Like the tribe at large, other topics compete for the attention of theorists. Some have gone over to the dark side, behavioral economics, to rearrange the foundations of Economics in service of the Obama administration (if Business Week is to be believed). Others are engaged in work of national importance extending the folk theorem to repeated games with imperfect monitoring. More have gone beyond the event horizon of the decision theory black hole to be lost forever. Put differently, it is not sufficient for the topics of CSECON09 to be interesting, it must be more interesting than what currently occupies their attention. Unfortunately, some of the topics associated with the overlap between CS and ECON induce yawns amongst the economic theorists.

Consider, first, the stream of papers on the Price of Anarchy (PoA). A catchy name prompted by a natural question: how should one quantify the degree of inefficiency associated with the Nash equilibrium (NE) of a game? The Roughgarden and Tardos papers offer a proof of concept with an appealing game (traffic flow) and an elegant analysis. What next? Repeat the same for any game that comes to mind between breakfast and a bowel movement? Non (denying something always sounds better in French).

First, if the PoA is R, what does it mean for R to be economically significant? This depends on the magnitude of the total utilities involved. So, knowing R alone is not particularly informative about the magnitude of the inefficiency. Further, what exactly is to be gained from quantifying the inefficiency in a stylized model?

Second, one’s interest in quantifying the degree of inefficiency is to offer suggestions on how to improve efficiency. Thus, from an understanding of R, can we tell whether it is better, for example, to alter the network in the traffic game or modify the latencies? Which intervention will have a larger impact?

I’ve not heard a good counter to the first. I don’t recall an example of the second. As always, such statements reflect the authors deafness and absent mindedness. I confess to being both. Others may suggest that muteness would correct for this.

Next, on the docket is mechanism design (MD). Catnip to computer scientists since it is constrained optimization. Whilst many economic theorists make use of mechanism design, the deeper recesses of it’s theory are irrelevant to them. For them, MD is a convenient way to model an institution without being encumbered by it’s details. The corresponding MD problems are simple to deal with. An analogy to this situation is the classic monopoly pricing problem. It is an instance of concave programming, but a deep knowledge of concave programming is unnecessary for it’s analysis (I confess to unease with such a view because of the possibility of selection bias in models). Thus, for them, the body of work by Computer Scientists on algorithmic mechanism design (AMD) is irrelevant.
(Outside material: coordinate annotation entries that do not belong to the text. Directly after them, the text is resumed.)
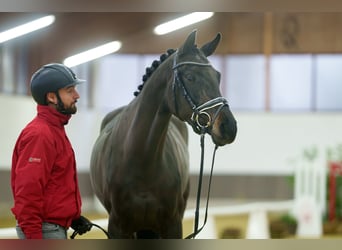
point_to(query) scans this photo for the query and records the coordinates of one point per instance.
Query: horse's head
(196, 92)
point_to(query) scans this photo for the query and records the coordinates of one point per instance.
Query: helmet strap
(60, 105)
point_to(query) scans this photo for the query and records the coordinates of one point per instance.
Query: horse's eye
(189, 77)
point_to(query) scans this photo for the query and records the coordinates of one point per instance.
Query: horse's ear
(210, 47)
(189, 42)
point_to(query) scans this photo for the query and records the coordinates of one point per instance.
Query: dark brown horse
(140, 161)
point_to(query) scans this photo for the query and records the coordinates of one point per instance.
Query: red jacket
(43, 177)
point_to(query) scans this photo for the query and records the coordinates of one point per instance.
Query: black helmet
(51, 78)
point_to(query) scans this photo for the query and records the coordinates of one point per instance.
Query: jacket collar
(52, 116)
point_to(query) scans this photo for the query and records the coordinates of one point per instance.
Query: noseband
(197, 110)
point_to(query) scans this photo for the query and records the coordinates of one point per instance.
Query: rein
(95, 225)
(199, 190)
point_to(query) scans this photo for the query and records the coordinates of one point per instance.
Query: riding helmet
(50, 78)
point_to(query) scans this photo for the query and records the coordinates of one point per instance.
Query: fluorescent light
(26, 28)
(182, 22)
(92, 54)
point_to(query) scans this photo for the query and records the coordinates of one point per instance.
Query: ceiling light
(182, 22)
(92, 54)
(26, 28)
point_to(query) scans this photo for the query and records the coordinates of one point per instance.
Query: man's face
(69, 96)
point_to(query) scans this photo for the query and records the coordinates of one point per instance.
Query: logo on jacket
(34, 159)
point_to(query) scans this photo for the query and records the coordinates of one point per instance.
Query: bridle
(197, 112)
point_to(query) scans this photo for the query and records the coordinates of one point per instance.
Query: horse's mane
(154, 66)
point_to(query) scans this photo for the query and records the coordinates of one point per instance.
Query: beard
(70, 110)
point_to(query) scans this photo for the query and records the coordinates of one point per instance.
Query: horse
(139, 165)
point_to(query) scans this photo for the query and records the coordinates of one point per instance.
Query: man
(44, 182)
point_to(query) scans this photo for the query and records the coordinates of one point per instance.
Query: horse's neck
(151, 115)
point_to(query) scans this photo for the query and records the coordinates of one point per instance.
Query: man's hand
(81, 225)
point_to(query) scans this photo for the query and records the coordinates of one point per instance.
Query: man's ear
(51, 98)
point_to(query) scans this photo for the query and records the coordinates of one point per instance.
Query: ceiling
(73, 32)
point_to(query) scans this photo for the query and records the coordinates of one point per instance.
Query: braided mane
(154, 66)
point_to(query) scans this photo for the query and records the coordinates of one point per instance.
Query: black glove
(81, 225)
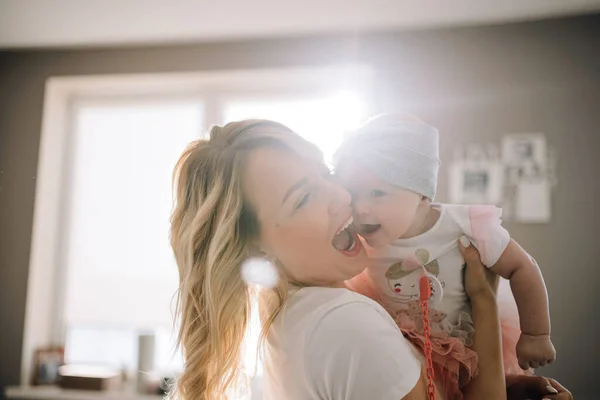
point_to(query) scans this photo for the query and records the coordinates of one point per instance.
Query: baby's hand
(535, 351)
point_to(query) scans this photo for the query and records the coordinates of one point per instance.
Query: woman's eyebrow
(294, 187)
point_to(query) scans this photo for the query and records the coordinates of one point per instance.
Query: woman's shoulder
(313, 304)
(351, 347)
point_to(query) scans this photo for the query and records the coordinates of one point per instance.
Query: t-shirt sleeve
(483, 224)
(354, 352)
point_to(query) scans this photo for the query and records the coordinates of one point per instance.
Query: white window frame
(44, 324)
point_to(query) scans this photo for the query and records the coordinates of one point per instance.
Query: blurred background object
(98, 99)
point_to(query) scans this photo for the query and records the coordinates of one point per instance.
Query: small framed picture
(524, 150)
(476, 182)
(47, 363)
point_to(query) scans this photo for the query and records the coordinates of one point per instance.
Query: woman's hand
(519, 387)
(479, 280)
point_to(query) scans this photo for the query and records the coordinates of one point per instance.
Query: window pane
(121, 274)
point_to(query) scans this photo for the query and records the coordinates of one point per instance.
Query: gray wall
(473, 83)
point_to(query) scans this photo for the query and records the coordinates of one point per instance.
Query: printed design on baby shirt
(403, 278)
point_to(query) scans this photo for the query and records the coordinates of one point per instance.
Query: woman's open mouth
(345, 241)
(368, 230)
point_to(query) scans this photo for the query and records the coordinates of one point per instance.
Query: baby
(390, 166)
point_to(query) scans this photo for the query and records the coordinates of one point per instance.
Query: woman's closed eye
(302, 201)
(377, 193)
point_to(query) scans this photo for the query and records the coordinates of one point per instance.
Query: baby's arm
(515, 264)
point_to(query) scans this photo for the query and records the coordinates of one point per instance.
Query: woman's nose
(360, 207)
(340, 198)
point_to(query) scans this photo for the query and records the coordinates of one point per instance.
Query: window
(117, 274)
(121, 276)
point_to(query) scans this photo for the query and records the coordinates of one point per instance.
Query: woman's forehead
(268, 175)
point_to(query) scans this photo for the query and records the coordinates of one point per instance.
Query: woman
(257, 189)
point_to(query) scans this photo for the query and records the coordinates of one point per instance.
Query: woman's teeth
(346, 225)
(344, 240)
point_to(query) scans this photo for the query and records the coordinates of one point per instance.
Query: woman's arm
(481, 285)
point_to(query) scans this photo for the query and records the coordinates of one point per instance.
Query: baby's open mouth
(368, 229)
(345, 240)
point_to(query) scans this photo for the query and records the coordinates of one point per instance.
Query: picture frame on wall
(476, 182)
(47, 363)
(523, 150)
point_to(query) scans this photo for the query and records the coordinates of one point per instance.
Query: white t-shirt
(334, 344)
(437, 250)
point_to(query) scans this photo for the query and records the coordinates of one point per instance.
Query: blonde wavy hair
(213, 231)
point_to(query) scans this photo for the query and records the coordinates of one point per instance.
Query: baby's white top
(335, 344)
(481, 223)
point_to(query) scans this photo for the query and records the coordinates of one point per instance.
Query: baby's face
(382, 212)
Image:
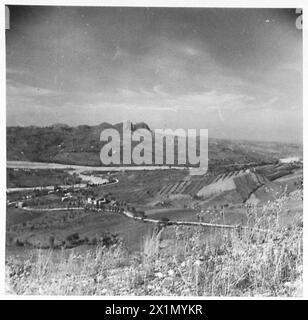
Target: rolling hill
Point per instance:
(81, 145)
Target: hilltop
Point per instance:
(81, 145)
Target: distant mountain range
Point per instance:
(81, 145)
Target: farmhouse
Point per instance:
(290, 160)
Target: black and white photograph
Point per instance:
(153, 151)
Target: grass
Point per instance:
(177, 261)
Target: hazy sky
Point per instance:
(236, 72)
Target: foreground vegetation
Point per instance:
(178, 261)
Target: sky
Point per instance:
(235, 72)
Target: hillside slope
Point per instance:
(81, 145)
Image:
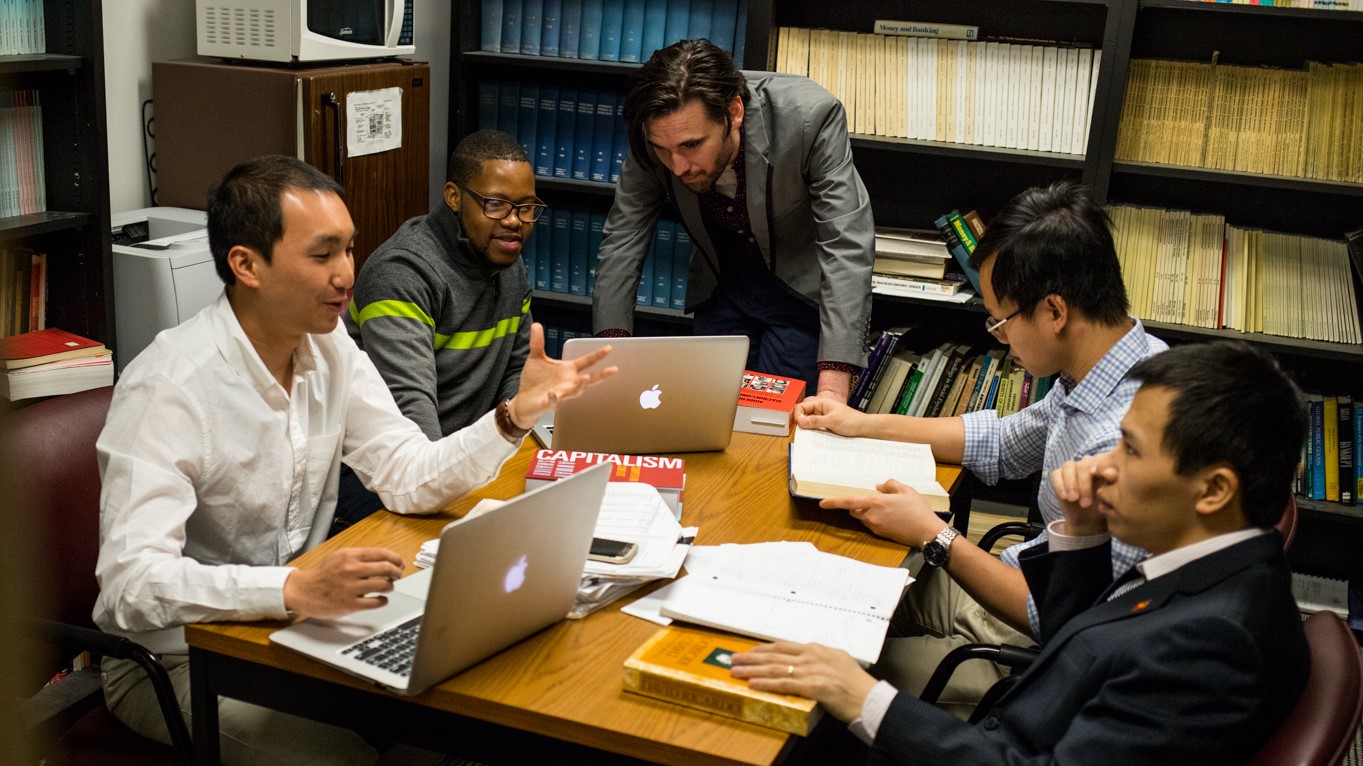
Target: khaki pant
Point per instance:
(934, 618)
(248, 733)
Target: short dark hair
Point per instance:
(1232, 405)
(481, 146)
(244, 206)
(671, 78)
(1055, 240)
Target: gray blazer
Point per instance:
(802, 187)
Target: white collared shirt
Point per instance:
(214, 476)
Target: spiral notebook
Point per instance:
(791, 594)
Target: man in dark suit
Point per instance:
(1194, 656)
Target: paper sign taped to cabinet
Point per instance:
(374, 120)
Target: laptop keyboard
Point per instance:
(391, 649)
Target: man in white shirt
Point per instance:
(1194, 656)
(225, 438)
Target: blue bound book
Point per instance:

At the other extreme, are theorists who actually want to implement mechanisms. This group acknowledges the restraints that computation imposes but is largely untouched by  work in AMD. Why?
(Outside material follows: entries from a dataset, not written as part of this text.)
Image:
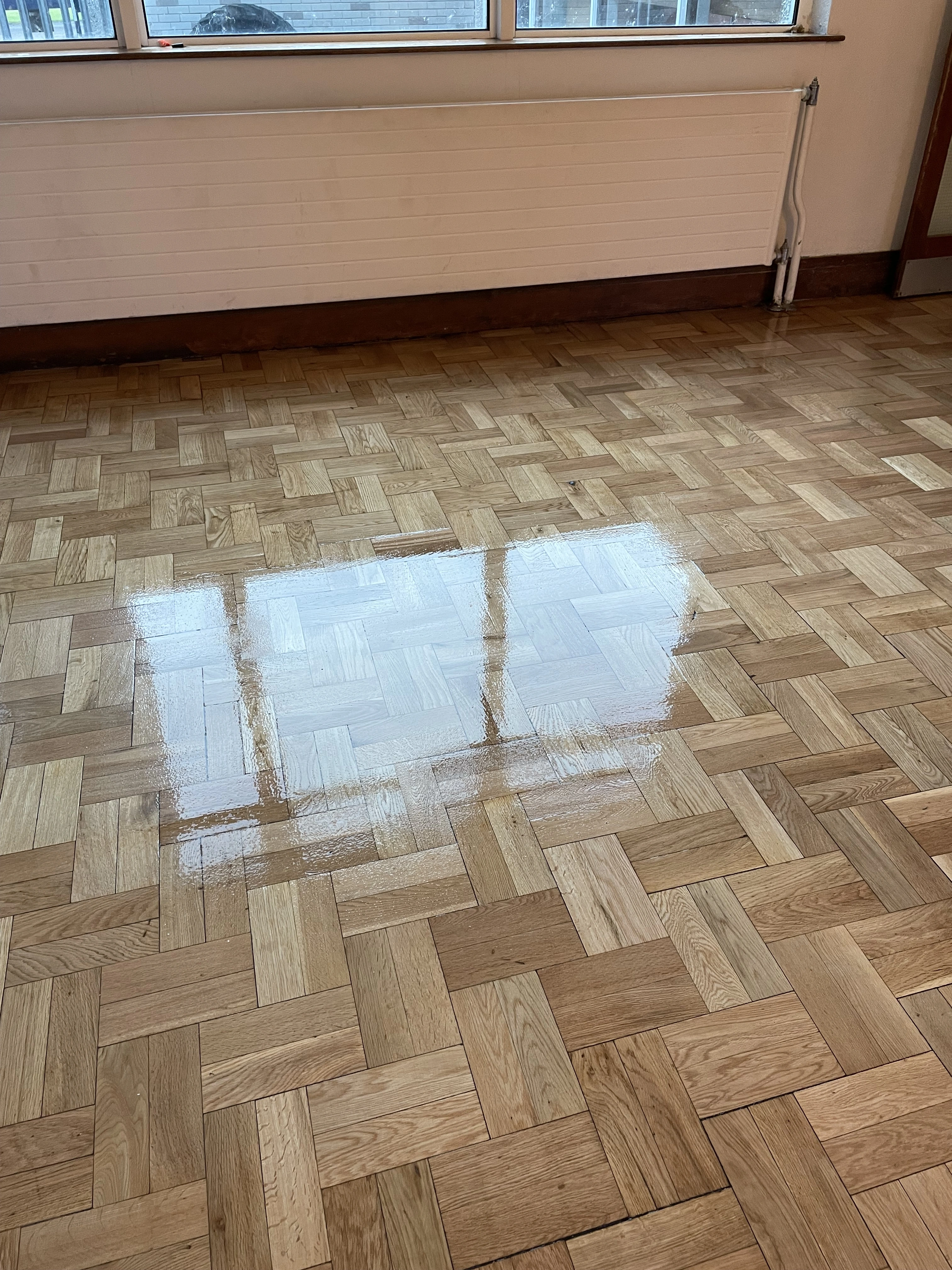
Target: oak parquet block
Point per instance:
(804, 896)
(51, 1141)
(887, 1123)
(898, 1226)
(700, 1233)
(516, 1053)
(70, 1075)
(496, 941)
(49, 1192)
(118, 1231)
(412, 1218)
(238, 1223)
(356, 1231)
(525, 1189)
(749, 1053)
(909, 950)
(792, 1197)
(296, 1227)
(616, 994)
(857, 1015)
(121, 1160)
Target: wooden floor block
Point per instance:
(616, 994)
(743, 1056)
(525, 1189)
(710, 1231)
(496, 941)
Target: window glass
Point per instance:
(655, 13)
(311, 17)
(55, 20)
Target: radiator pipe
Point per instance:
(798, 193)
(791, 253)
(781, 280)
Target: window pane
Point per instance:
(313, 17)
(55, 20)
(655, 13)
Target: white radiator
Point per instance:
(115, 218)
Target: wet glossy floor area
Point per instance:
(483, 801)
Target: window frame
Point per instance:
(133, 35)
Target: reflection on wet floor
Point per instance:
(337, 710)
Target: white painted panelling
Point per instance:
(116, 218)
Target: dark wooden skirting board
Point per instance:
(354, 322)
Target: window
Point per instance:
(55, 20)
(534, 14)
(313, 17)
(206, 21)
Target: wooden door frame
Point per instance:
(917, 244)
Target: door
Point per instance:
(926, 263)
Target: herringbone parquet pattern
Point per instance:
(483, 798)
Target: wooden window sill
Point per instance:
(364, 48)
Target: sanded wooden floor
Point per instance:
(483, 801)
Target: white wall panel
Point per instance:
(112, 218)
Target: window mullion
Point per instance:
(130, 23)
(506, 20)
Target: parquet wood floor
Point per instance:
(483, 801)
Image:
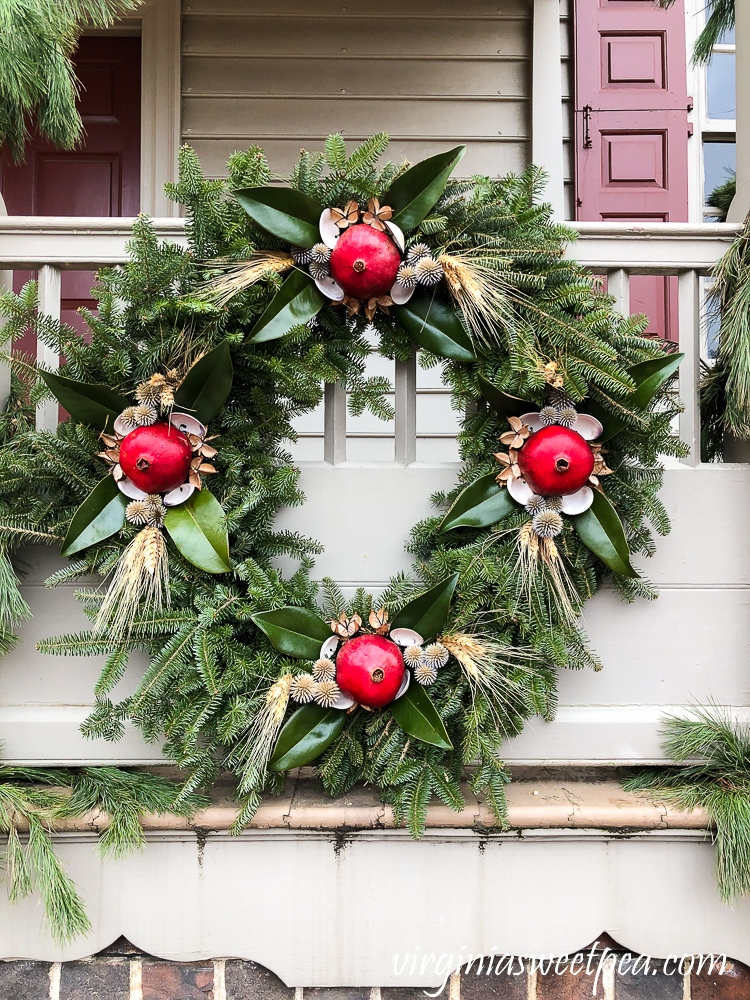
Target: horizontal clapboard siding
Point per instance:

  1. Some of the underlying problems seem contrived.
  2. Some of the mechanisms with good approximation bounds appear unnatural (which suggests unmodeled constraints that should be articulated). The criticism is applied even handedly. Consider the debate about Cremer-McLean full surplus extraction.
  3. Worst-case approximation bounds are worst-case and in some cases ad-hoc. When partial information is available, why isn’t that incorporated? Little justification is given for the  benchmarks against which the selected mechanism is compared to.
  4. Perhaps, the solution to a hard MD problem is to side step the problem altogether.  For example, the allocation of spectrum may be a hard problem only because of the way the Federal government has chosen to design spectrum property rights. There are other ways in which spectrum could be managed that would lead to very different resource allocation problems.
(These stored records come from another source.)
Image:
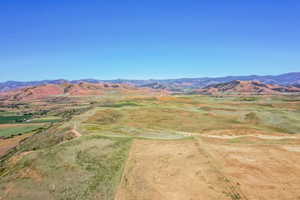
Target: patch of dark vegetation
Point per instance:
(252, 118)
(248, 99)
(106, 117)
(120, 104)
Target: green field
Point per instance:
(17, 130)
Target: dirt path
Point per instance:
(7, 144)
(173, 170)
(76, 133)
(262, 171)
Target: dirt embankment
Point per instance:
(6, 144)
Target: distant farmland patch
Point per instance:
(17, 130)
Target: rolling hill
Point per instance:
(180, 84)
(247, 87)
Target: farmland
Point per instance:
(156, 147)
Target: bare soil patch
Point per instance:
(264, 171)
(174, 170)
(6, 144)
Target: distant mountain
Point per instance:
(246, 87)
(181, 84)
(69, 89)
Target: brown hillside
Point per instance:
(250, 87)
(80, 89)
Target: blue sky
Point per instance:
(108, 39)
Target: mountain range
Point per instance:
(181, 84)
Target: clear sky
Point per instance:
(139, 39)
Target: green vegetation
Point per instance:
(17, 130)
(51, 119)
(87, 168)
(14, 119)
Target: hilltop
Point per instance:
(180, 84)
(69, 89)
(247, 87)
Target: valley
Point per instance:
(150, 144)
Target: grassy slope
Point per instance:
(17, 130)
(86, 168)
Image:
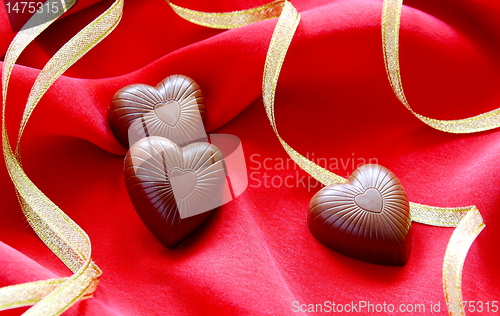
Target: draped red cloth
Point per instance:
(256, 256)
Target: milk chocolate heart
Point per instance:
(174, 189)
(174, 109)
(368, 218)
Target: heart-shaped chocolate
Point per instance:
(368, 218)
(174, 109)
(174, 189)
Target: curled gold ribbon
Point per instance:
(467, 220)
(391, 20)
(72, 245)
(63, 236)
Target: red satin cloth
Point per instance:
(256, 256)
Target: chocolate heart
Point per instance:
(368, 218)
(174, 109)
(174, 189)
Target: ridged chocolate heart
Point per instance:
(174, 189)
(368, 218)
(173, 109)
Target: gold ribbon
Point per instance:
(468, 220)
(391, 20)
(63, 236)
(71, 243)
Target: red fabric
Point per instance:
(256, 256)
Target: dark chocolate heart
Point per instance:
(174, 109)
(174, 189)
(368, 218)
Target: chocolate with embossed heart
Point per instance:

I close by noting some other blogs on the issues raised at CSECON09. See Lance Fortnow, Noam Nisan and Muthu.

I write from Ithaca. Not Homer’s, but New York’s. The Economics and Computer Science department at Cornell hosted a workshop on the Research Issues at the Interface of Computer Science and Economics (CSECON09). 

There have been a number of these `intimate’ dances between computer scientists and economists. The first, about 10 years ago at Northwestern. Thence, Maastricht, IMA, Dagsthul, Bertinoro and DIMACS. They tend to attract more Computer Scientists than Economists. In another time and place I’d expatiate on the causes of this. At this time and place I’d rather make the argument for why Economists should pay attention to (Theoretical) Computer Science. I leave, for another post, why Economists, rightly, in some cases, turn a deaf ear.

I’ll begin with complexity. Knowing the complexity of computing an equilibrium is important. When it is polynomial (in a natural specification of the input) then, there will be a good, non-trivial characterization of the equilibrium. Further, if a problem is polynomially solvable, there is usually a simple, decentralized algorithm (best response, no-regret, fictitious play) that will compute the equilibrium. In many cases, this decentralized algorithm can be interpreted as a plausible dynamic process that terminates in the equilibrium of interest.

If the problem is hard (in a formal sense, say NP-complete, PPAD), then, there will be no good characterization and no simple decentralized algorithm that will offer a learning justification for the underlying equilibrium.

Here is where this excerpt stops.